J'ai toujours été fasciné par l'énigme de l'évolution des langues vivantes. En particulier, je m'intéresse à l'origine de français. On dit souvent: le roman (ancêtre du vieux français) provient du latin vulgaire. L'auteur de ce livre montre que cette affirmation est un raccourci discutable. le latin parlé "cultivé" (c'est-à-dire non "vulgaire"), présentait lui-même plusieurs niveaux; la différence entre ces deux types de latin est donc moins évidente qu'on ne le suppose souvent.

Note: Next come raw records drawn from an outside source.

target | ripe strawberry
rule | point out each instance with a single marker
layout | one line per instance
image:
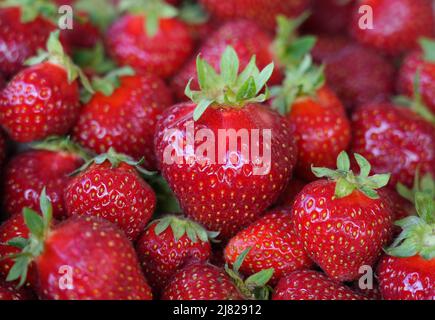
(343, 222)
(406, 272)
(220, 187)
(82, 248)
(150, 39)
(262, 12)
(43, 99)
(312, 285)
(169, 244)
(123, 114)
(274, 244)
(47, 165)
(321, 127)
(416, 20)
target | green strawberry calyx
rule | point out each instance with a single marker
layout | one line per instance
(181, 226)
(418, 232)
(229, 88)
(253, 287)
(347, 181)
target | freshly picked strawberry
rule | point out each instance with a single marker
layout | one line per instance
(169, 244)
(43, 99)
(406, 272)
(149, 38)
(342, 221)
(221, 183)
(321, 127)
(48, 165)
(274, 244)
(312, 285)
(78, 259)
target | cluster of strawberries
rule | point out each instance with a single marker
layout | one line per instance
(96, 207)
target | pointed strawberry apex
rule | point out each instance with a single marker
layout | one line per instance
(347, 181)
(229, 88)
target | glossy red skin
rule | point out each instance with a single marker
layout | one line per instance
(312, 285)
(103, 261)
(411, 278)
(398, 24)
(16, 42)
(262, 12)
(161, 257)
(226, 197)
(161, 55)
(28, 173)
(322, 131)
(341, 234)
(245, 37)
(405, 84)
(274, 244)
(39, 102)
(201, 282)
(126, 120)
(394, 139)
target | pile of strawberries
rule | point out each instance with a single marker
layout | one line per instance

Michel Banniard pointe aussi que, dans les textes de l'époque classique, on découvre parfois l'emploi de certains prépositions a priori inutiles (les substantifs se déclinaient et l'usage du cas ad hoc suffisait). Ces pratiques, d'abord exceptionnelles, se sont par la suite généralisées et font partie intégrante de notre langue actuelle. Un autre exemple: l'usage de démonstratifs latins "forts" (c. à. d. emphatiques) comme « ille », d'abord rares, s'est généralisé et le sens s'est affaibli au fil des siècles, donnant finalement naissance à notre article défini « le ». Même remarque au sujet de l 'ultra-simplification des déclinaisons latines qui, dans la langue romane, vont se réduire au "cas sujet" et au "cas régime". Ce sont de simples exemples, mais ils conduisent à considérer que, très tôt, "le ver était dans le fruit": les particularités de notre langue proviennent de l'emploi (abusif) de formes existant déjà dans le latin écrit "cultivé".
Ceci étant noté, je dois reconnaitre que ce court ouvrage dépasse largement mes compétences. Il est beaucoup plus précis et complet que les livres de vulgarisation d'
Henriette Walter, qui m'avaient passionné mais qui n'entrent dans aucun détail.
Michel Banniard a beau donner des définitions aux mots précis qu'il utilise, ça passe mal (pour moi, du moins !). Il étudie très sérieusement l'évolution de la langue - ce qui, pour le profane, est assez fastidieux. Malgré cette difficulté (pour moi), je ne regrette pas ma lecture. J'ai glané quelques conceptions stimulantes.